National Australia Bank economist Jeff Oughton is cautious about investing in the sharemarket, citing a highly uncertain outlook for the global economy. He says the world is in the process of still “trying to save itself” and the performance of shares will depend on the effectiveness of global stimulus packages. Stimulus should be squarely aimed at infrastructure projects and getting consumers to spend as opposed to tax cuts for the rich, he says. Australian investors should factor in lower interest rates and higher unemployment in a slowing economy before buying stocks.
Oughton says investors prepared to take risk should stick to buying blue chip stocks – “the old fashioned stuff”. “And remain diversified,” he advises. “The sharemarket can pick up 5 per cent this year.”
Michael Heffernan, of Austock, says astute investors will pick up bargains in this market and they will be vindicated when looking back in two years’ time. Today’s market is more than 40 per cent cheaper than last year, so there’s good value among the blue chips to build a long term portfolio.
“I like all the big stuff,” Heffernan says, suggesting a portfolio consisting of banks, BHP Billiton, Newcrest Mining and Woodside Petroleum. Grocery stock Metcash can also be included as a defensive play.
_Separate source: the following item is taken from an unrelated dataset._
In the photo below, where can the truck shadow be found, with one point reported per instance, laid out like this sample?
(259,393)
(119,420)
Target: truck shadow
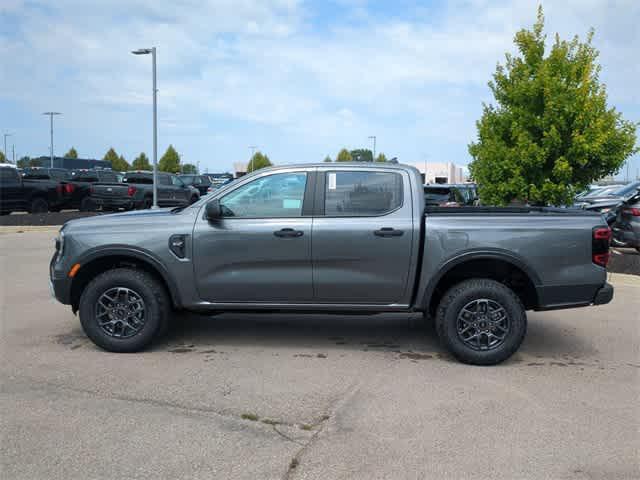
(399,333)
Heffernan says Metcash is partially shielded from a weaker economy through its IGA supermarket chain, in much the same way as Woolworths. “Consumer staples are good stocks to hold in challenging times,” Heffernan says. Metcash is expected to grow earnings per share by 12 per cent in 2008/09 and 10 per cent the following year, according to consensus forecasts.
He expects strong Asian demand for LNG to benefit Woodside Petroleum as will an improving oil price. “LNG is the fuel of the future and Woodside will continue to be a leading global producer,” he says. “Crude oil will recover in line with the global economy.”
So why is Heffernan optimistic about 2009? “The sharemarket will eventually respond to so much stimulus being blasted at the economy,” he says. “It might not happen in the first six months, but expect at least a partial recovery in the second half. But astute investors will be rewarded longer term.”